Challenges in perioperative blood transfusions in kidney transplantation and the need for Patient Blood Management.
Background: Anemia is highly prevalent in end-stage chronic kidney disease patients, increasing their risk of receiving blood transfusions during and on the days after a kidney transplant (KTx) surgery. However, there is currently a lack of data that thoroughly describes this phenomenon in this population, the associated risk factors, and how they could benefit from the application of Patient Blood Management (PBM) guidelines.

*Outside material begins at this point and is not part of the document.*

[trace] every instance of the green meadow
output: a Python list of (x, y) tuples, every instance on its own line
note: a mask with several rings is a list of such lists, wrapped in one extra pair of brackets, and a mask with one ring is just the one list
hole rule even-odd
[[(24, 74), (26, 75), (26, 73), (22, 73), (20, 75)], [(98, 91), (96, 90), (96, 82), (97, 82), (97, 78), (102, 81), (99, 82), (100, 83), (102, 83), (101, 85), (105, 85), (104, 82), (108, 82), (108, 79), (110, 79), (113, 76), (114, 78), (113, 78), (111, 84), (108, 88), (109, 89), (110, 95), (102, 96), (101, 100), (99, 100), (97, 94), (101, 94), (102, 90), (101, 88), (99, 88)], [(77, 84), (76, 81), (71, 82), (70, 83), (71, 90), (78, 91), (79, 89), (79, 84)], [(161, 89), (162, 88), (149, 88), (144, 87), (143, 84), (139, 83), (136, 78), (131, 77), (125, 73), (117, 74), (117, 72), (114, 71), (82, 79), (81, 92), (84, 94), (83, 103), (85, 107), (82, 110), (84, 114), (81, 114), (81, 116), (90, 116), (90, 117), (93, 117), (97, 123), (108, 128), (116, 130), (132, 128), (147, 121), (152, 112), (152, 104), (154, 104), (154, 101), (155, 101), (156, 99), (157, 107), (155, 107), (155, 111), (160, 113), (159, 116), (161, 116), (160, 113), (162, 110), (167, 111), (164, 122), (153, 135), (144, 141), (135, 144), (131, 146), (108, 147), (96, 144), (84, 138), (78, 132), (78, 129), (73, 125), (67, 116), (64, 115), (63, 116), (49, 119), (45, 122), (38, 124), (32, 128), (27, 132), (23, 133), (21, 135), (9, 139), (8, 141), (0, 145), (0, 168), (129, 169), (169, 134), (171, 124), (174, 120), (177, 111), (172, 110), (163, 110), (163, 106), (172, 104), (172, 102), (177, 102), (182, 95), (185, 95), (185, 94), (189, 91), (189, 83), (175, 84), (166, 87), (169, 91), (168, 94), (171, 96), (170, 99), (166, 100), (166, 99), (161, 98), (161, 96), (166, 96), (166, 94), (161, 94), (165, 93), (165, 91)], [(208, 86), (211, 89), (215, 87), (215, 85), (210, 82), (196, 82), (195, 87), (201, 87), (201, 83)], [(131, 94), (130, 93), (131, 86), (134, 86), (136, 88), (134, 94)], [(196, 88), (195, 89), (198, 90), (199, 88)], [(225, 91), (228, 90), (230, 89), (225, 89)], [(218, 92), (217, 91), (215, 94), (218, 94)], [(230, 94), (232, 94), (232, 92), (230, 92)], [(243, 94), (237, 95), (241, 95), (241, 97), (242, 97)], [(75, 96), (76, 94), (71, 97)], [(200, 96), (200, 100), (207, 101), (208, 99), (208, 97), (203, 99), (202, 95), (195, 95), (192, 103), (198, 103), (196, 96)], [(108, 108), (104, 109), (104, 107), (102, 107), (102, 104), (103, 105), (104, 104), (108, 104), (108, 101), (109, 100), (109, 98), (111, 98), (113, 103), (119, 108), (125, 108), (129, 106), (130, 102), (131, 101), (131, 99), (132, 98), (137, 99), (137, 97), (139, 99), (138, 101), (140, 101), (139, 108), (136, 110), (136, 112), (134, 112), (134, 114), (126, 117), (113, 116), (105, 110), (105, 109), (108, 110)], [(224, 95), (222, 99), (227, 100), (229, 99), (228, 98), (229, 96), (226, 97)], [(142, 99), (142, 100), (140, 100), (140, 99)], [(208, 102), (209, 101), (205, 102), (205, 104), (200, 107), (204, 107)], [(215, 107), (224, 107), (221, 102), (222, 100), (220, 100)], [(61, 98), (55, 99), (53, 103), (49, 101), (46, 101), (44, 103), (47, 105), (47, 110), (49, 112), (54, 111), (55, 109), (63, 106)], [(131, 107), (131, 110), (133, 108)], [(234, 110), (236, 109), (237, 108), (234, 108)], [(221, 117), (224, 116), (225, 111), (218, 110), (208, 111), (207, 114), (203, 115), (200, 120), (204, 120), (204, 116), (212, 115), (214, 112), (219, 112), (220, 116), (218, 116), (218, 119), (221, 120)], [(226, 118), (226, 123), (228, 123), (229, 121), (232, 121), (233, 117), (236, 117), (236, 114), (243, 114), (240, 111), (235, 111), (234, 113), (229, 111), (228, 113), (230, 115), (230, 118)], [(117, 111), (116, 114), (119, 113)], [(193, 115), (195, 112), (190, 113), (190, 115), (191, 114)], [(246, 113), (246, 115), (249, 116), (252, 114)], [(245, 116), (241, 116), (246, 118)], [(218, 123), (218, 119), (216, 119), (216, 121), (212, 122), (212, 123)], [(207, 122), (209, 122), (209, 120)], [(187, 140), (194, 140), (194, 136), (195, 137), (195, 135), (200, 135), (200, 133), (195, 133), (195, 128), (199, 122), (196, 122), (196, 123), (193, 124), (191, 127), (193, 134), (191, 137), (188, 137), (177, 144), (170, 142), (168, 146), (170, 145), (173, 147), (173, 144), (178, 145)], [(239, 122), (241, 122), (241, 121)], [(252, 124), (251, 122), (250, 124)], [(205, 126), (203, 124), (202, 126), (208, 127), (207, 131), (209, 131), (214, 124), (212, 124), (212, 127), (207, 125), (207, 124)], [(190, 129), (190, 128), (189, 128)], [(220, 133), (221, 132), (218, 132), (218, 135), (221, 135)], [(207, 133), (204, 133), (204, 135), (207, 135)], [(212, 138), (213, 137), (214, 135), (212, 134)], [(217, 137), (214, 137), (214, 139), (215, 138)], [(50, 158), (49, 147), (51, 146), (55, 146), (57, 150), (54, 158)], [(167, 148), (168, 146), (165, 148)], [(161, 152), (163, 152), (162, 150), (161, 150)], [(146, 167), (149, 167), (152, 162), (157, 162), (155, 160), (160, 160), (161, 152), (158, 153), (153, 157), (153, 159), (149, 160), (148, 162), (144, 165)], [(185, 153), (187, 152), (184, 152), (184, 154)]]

Materials and methods: Observational study. All adult patients who received a KTx between January 1st, 2020, and December 31st, 2021, were included and followed up to six months after transplantation. Those who received a multiorgan transplant, whose data was missing in the electronic health records, and who had primary non-function were excluded. We recorded donor and recipient characteristics, cold ischemia time, preoperative hemoglobin concentration, iron status deficiency biomarkers, incidence of delayed graft function and biopsy-proven graft rejections, and graft function at discharge and 6 months after transplantation.
Results: We found that a high amount (39%) of KTx recipients required at least one blood transfusion during the perioperative period. And that 1) most of these patients had anemia at the time of transplantation (85.4%), 2) iron status upon admission was associated with the transfusion of more blood units (3.9 vs 2.7, p=0.019), 3) surgical reintervention (OR 7.28, 2.35-22.54) and deceased donor donation (OR 1.99, 1.24-3.21) were associated with an increased risk of transfusion, and finally, 4) there was an association between a higher number of blood units transfused and impaired kidney graft function six months after hospital discharge (1.6 vs 1.9, p=0.02).
Conclusions: In conclusion, PBM guidelines should be applied to patients on the KTx deceased donor waiting list and especially those scheduled to receive a transplant from a living donor. This could potentially increase the utilization efficiency of blood products and avoid transfusion-related severe adverse effects.